Newsarama: Ryan, the publisher sent me an advance of this book, but I can’t say I’ve literally read the whole thing…

Ryan North: It’s hard to know when to stop, right?

Nrama: Right, you take one path, and then you take a different path…I can say that I’ve read it. I’ve just read it in some different ways.

North: Yeah, you know, I encountered this with people who reviewed the first book: “I didn’t read the whole thing, which is weird for a book reviewer, but I’ve read a whole bunch of it, I can’t say how much I haven’t read…”

I like to say that it’s a book that, when you come back to it in the future, there’s always something waiting for you. There’ll always be something new to discover. Unless, of course, you’re super-exhaustive, in which case you’ve defeated this book.

Credit: David Malki (Riverhead)

Nrama: If you have like one of those conditions that causes you to experience time non-linearly, like a Billy Pilgrim/Slaughterhouse-Five thing, you could maybe read through the book in one setting.

North: Yes! Exactly. It’s the perfect book for Billy Pilgrim.

Nrama: How hard was this to write and edit? Because it’s tricky enough to finish a linear story where you’re getting new ideas as you write it, and you have to go back and revise things…

North: Right.

Nrama: Is it ultimately easier or harder to write something where you can pretty much write anything?

North: You’re talking to someone who has never written a straight prose novel…yet. So I have to say, right now, that it seems easier. Because if I’m writing a story, and there’s only one story, and I’m making all the choices for you, and I decide on Page 400 I’ve made a mistake on Page 30, I have to throw out all that text.

But in a book like Romeo and/or Juliet, if I get a new idea…I can just follow that idea. So instead of having to do like one perfect, amazing story everyone will enjoy, you can write a bunch of stories and figure that as long as you like all of them, some people will like some of them. Because, after all, they have a galaxy of choices.

Credit: (Riverhead)

Nrama: I think it’s what our generation has longed for: Never having to make any actual decisions.

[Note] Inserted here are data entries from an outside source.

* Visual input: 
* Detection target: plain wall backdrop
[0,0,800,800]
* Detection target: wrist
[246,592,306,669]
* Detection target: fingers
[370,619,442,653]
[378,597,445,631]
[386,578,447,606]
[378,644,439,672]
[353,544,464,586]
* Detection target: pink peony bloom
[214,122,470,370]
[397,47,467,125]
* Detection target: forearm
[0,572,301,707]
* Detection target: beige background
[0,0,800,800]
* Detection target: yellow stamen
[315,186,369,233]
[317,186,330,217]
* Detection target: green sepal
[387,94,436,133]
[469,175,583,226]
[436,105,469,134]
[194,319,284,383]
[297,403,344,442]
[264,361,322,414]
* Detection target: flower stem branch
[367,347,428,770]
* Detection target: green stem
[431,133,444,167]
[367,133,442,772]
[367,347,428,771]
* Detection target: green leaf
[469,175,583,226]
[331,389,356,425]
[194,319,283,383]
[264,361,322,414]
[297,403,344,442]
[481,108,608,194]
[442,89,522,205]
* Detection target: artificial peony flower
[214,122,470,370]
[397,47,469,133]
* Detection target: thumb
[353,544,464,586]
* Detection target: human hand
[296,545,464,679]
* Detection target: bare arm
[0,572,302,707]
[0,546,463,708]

North: That dream has arrived.

Nrama: How into the multi-path adventures of the 1980s were you – like the original Choose Your Own Adventure and some of the spin-off/rip-off series around it?

North: Yeah, I liked them a lot. They were always checked out of the library, but there was one I had where you got to go back in time and meet dinosaurs, and at the beginning, you got to choose one item to bring with you – a flashlight, a hammer, and so forth.

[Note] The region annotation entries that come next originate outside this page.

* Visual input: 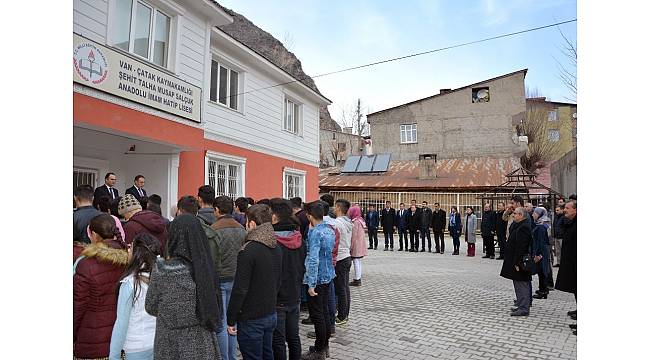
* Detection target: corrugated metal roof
[319,157,520,191]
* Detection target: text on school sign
[72,33,201,122]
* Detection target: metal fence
[330,191,512,230]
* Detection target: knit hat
[117,194,142,216]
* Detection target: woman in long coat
[465,206,477,256]
[501,208,533,316]
[531,207,551,299]
[145,215,223,360]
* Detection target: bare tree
[555,27,578,102]
[517,97,560,172]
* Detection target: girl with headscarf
[531,207,551,299]
[348,205,368,286]
[72,214,128,359]
[145,214,222,360]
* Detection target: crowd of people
[73,173,577,360]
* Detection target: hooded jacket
[211,215,246,282]
[273,222,305,306]
[72,240,128,358]
[122,210,168,254]
[227,223,282,326]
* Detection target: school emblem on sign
[72,43,108,85]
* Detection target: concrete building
[367,69,527,160]
[72,0,331,215]
[526,97,578,161]
[320,128,364,168]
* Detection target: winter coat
[501,220,533,281]
[273,222,305,305]
[449,213,463,238]
[531,225,551,275]
[431,209,447,231]
[555,216,578,294]
[553,214,567,239]
[366,210,379,229]
[228,223,280,326]
[144,258,221,360]
[302,222,334,288]
[481,210,497,236]
[122,210,167,254]
[72,205,101,244]
[406,209,422,231]
[350,218,368,258]
[72,240,129,358]
[379,208,397,233]
[464,214,476,244]
[210,215,246,282]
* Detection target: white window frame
[208,57,244,113]
[205,151,246,200]
[399,123,418,144]
[282,95,304,136]
[282,167,307,200]
[107,0,175,71]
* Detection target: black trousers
[368,227,379,248]
[481,234,494,256]
[307,283,332,351]
[433,230,445,252]
[333,256,352,320]
[384,229,393,249]
[409,229,420,250]
[397,228,409,250]
[420,227,431,251]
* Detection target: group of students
[73,181,367,360]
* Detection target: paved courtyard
[300,237,576,360]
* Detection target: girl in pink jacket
[348,206,368,286]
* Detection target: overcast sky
[219,0,577,126]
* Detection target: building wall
[319,129,363,167]
[551,148,578,196]
[368,72,526,160]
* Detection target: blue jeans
[273,303,302,360]
[217,281,237,360]
[237,312,277,360]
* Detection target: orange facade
[73,93,318,201]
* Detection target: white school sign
[72,33,201,122]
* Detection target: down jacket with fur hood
[72,240,128,358]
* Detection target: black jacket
[553,214,567,239]
[555,216,578,293]
[481,210,497,236]
[379,208,397,233]
[227,223,282,326]
[273,222,305,306]
[501,220,533,281]
[420,207,433,229]
[406,209,422,231]
[431,209,447,231]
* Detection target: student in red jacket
[73,214,128,359]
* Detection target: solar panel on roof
[372,154,390,172]
[341,155,361,172]
[357,155,377,172]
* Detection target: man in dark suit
[431,203,447,254]
[395,203,409,251]
[366,205,379,250]
[406,203,421,252]
[126,175,147,203]
[93,172,120,206]
[379,201,396,251]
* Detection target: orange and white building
[73,0,331,215]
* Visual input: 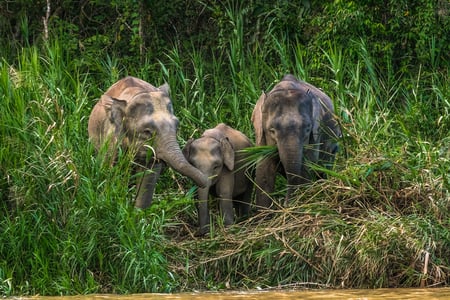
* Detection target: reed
[0,10,450,296]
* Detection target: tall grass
[0,6,450,295]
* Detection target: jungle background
[0,0,450,296]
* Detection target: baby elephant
[183,123,252,235]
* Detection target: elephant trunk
[278,143,308,204]
[156,137,209,188]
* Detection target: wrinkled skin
[252,75,341,208]
[88,76,208,208]
[183,123,253,235]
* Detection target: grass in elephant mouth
[0,24,450,296]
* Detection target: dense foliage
[0,0,450,295]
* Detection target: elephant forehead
[192,137,221,158]
[128,92,173,115]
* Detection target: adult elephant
[252,74,341,208]
[88,76,209,208]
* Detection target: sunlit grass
[0,7,450,296]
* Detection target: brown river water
[9,288,450,300]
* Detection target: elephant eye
[142,128,153,138]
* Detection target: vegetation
[0,0,450,296]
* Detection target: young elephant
[183,123,252,235]
[252,75,341,208]
[88,77,209,208]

And then later in the book, it would say, “If you brought the flashlight, pick this option…” And every time, I’d go, “Uh, yeah, I’d brought the flashlight! And I brought the hammer too!” That taught me that as a player, you can only trust yourself, and then not even that.

So in Romeo and/or Juliet and To Be or Not to Be before that, I tried to avoid choices where you put that on the reader, because if I was the reader, I would totally cheat. And I tried come up with clever ways to keep track of the stakes without the reader needing you to tell them what’s happening.

Credit: (Riverhead)

Nrama: Well, it’s there from the beginning – I was going down the Romeo path, and your description of breakfast makes it seem very, very appealing.

North: It is. I love a good breakfast story.

Nrama: Did you have any favorite Choose Your Own Adventure stories? You’re making me recall some favorites like The Cave of Time, The Third Planet from Altair...there was one called You Are a Shark, which wasn’t that well done, but you did get to be a shark.

North: It’s an amazing title. I’m impressed you remember all these. I read them when I was smaller, and I just tore through book after book and moved on to the next thing.

I do remember the Time Machine series. It wasn’t by the Choose Your Own Adventure people –

Nrama: I remember! They had those silver-gray covers.

North: Yeah! They were these silver-cover time machine books where you got to go back and visit dinosaurs, and I would go back and visit dinosaurs, and I would die over and over and over again. Turns out it’s a pretty dangerous thing to do.

Credit: (Riverhead)

Nrama: I came across just recently in my storage unit a “Choose Your Own SUPER Adventure!” I had when I was like six or seven called Journey to the Year 3000, and it just opens with your scientist friend going, “Hey, I got a thing that can freeze you until the year 3000. Once you’re there, you’ll maybe be able to find a time machine and come back, I don’t know.” It raised more questions with me than it needed to.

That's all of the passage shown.